I am working on a binary classification problem and would like to perform the nested cross validation to assess the classification error. The reason why I'm doing the nested CV is due to the small sample size (N_0 = 20, N_1 = 10), where N_0, N_1 are the numbers of instances in 0 and 1 classes respectively.

My code is quite simple:

>> pipe_logistic = Pipeline([('scl', StandardScaler()),('clf', LogisticRegression(penalty='l1'))])
>> parameters = {'clf__C': logspace(-4,1,50)}
>> grid_search = GridSearchCV(estimator=pipe_logistic, param_grid=parameters, verbose=1, scoring='f1', cv=5)
>> cross_val_score(grid_search, X, y, cv=5)

So far, so good. If I want to change the CV scheme (from random splitting to StratifiedShuffleSplit in both, outer and inner CV loops, I face the problem: how can I pass the class vector y, as it is required by the StratifiedShuffleSplit function?

Naively:

>> grid_search = GridSearchCV(estimator=pipe_logistic, param_grid=parameters, verbose=1, scoring='f1', cv=StratifiedShuffleSplit(y_inner_loop, 5, test_size=0.5, random_state=0))
>> cross_val_score(grid_search, X, y, cv=StratifiedShuffleSplit(y, 5, test_size=0.5, random_state=0))

So, the problem is how to specify the y_inner_loop ?
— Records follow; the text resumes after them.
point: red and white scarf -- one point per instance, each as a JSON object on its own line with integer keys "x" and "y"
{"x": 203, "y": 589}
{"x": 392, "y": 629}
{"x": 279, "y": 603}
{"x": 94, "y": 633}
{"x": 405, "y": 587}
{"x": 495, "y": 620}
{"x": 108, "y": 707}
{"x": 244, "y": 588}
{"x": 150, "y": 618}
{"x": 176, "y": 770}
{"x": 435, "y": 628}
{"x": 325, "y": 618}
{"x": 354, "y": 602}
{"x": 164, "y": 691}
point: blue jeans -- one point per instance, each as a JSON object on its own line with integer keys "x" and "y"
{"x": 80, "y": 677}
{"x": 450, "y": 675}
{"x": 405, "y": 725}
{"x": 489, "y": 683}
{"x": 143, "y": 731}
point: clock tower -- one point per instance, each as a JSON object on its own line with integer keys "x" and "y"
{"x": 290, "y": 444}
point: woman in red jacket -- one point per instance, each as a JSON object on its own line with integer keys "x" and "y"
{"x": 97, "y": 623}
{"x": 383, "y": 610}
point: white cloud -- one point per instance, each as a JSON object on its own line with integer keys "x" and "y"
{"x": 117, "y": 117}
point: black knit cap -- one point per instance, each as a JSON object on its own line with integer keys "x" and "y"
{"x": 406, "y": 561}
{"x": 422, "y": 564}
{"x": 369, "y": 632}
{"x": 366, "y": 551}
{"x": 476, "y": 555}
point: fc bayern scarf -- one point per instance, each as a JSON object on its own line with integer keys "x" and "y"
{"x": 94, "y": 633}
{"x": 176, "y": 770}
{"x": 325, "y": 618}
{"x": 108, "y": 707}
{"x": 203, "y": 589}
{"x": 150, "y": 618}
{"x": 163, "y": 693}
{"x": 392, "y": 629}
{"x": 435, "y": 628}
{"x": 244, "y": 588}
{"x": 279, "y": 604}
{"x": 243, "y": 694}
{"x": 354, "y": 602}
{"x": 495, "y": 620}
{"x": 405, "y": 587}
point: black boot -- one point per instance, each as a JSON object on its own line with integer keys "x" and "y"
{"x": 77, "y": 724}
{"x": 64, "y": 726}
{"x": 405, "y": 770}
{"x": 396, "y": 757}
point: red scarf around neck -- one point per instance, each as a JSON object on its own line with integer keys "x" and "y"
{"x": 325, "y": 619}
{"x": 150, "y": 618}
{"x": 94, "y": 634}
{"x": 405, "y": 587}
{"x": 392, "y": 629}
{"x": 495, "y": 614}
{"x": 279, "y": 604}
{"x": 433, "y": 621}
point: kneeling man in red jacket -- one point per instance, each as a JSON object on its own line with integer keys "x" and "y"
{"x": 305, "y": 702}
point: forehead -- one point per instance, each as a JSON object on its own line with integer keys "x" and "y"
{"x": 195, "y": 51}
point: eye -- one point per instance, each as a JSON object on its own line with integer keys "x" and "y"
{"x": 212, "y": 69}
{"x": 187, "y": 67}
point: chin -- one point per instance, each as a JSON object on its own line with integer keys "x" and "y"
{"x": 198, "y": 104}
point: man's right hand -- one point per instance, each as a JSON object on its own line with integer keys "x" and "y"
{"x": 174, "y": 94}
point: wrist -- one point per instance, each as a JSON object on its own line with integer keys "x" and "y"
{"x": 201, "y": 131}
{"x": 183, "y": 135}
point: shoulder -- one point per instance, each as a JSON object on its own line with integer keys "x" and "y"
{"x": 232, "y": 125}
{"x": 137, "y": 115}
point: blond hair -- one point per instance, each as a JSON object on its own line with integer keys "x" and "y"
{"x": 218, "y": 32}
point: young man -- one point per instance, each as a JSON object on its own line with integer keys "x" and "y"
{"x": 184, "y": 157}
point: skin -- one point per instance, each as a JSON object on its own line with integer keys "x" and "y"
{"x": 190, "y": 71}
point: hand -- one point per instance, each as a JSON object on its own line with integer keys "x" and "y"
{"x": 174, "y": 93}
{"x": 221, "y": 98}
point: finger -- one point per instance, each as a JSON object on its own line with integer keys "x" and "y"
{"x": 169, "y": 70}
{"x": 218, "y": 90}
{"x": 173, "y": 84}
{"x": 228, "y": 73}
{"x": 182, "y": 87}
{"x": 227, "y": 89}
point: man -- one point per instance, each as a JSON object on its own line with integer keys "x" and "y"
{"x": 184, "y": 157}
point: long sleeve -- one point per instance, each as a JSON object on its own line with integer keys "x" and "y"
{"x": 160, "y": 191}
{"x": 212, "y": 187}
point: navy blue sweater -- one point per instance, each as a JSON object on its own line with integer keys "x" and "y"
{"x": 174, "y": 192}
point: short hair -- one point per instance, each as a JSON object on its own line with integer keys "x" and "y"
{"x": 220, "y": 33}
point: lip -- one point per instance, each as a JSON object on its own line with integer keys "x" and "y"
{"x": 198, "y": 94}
** My data set is slightly imbalanced (20/10) and I would like to keep this splitting ratio for training and assessing the model.

1
Somewhat off topic, but @arnold-klein , I'm struggling to understand how this implements nested CV -- could you give me any pointers to understand this code? - ScottEdwards2000
@ScottEdwards2000, please see my answer for a complete code snippet. The nested CV has two stages: the outer loop and the inner one. The outer loop (in my case it is 'sss_outer'), splits your entire data set into 5 chunks (BTW, not necessarily you should use 'StratifiedShuffleSplit'), then the inner loop splits EACH chunk into 3 chunks, which it iterates as training and test sets (as usual CV does). The nested CV in my code is implemented in a single line: '>> cross_val_score(grid_search, X, y, cv=sss_outer)', it evaluates our model 5 times (as sss_outer ~ 5). - Arnold Klein
the hyper parameter C (inverse regularization strength) is tuned on the inner cross validation, which is defined through the 'sss_inner' and passed as a parameter in 'grid_search' function: '' >> grid_search = GridSearchCV(estimator=pipe_logistic, param_grid=parameters, verbose=1, scoring='f1', cv=sss_inner)'' So, effectively, ''cross_val_score" evaluates 5 times (5 surrogated models) models which are tuned on the inner CV loop in ''grid_search''. - Arnold Klein
In addition, I would highly recommend to read the book of Sebastian Raschka on Machine Learning with Python - Arnold Klein
@ArnoldKlein In your first comment - "splits your entire data set into 5 chunks (BTW, not necessarily you should use 'StratifiedShuffleSplit'), then the inner loop splits EACH chunk into 3 chunks, which it iterates as training and test sets (as usual CV does)" I think you meant not EACH chunk but the dividing the remaining 4 chunk of the outer loop into 3 chunks in the inner loop? At least, that's how I think nested cv works. - nafizh

1 Answers

3
votes

So far, I resolved this problem which might be of interested to some novices to ML. In the newest version of the scikit-learn 0.18, cross validated metrics have moved to sklearn.model_selection module and have changed (slightly) their API. Making long story short:

>> from sklearn.model_selection     import StratifiedShuffleSplit
>> sss_outer = StratifiedShuffleSplit(n_splits=5, test_size=0.4, random_state=15)
>> sss_inner = StratifiedShuffleSplit(n_splits=3, test_size=0.2, random_state=16)
>> pipe_logistic = Pipeline([('scl', StandardScaler()),('clf', LogisticRegression(penalty='l1'))])
>> parameters = {'clf__C': logspace(-4,1,50)}
>> grid_search = GridSearchCV(estimator=pipe_logistic, param_grid=parameters, verbose=1, scoring='f1', cv=sss_inner)
>> cross_val_score(grid_search, X, y, cv=sss_outer)

UPD in the newest version, we do not need to specify explicitly the target vector ("y", which was my problem initially), but rather only the number of desired splits.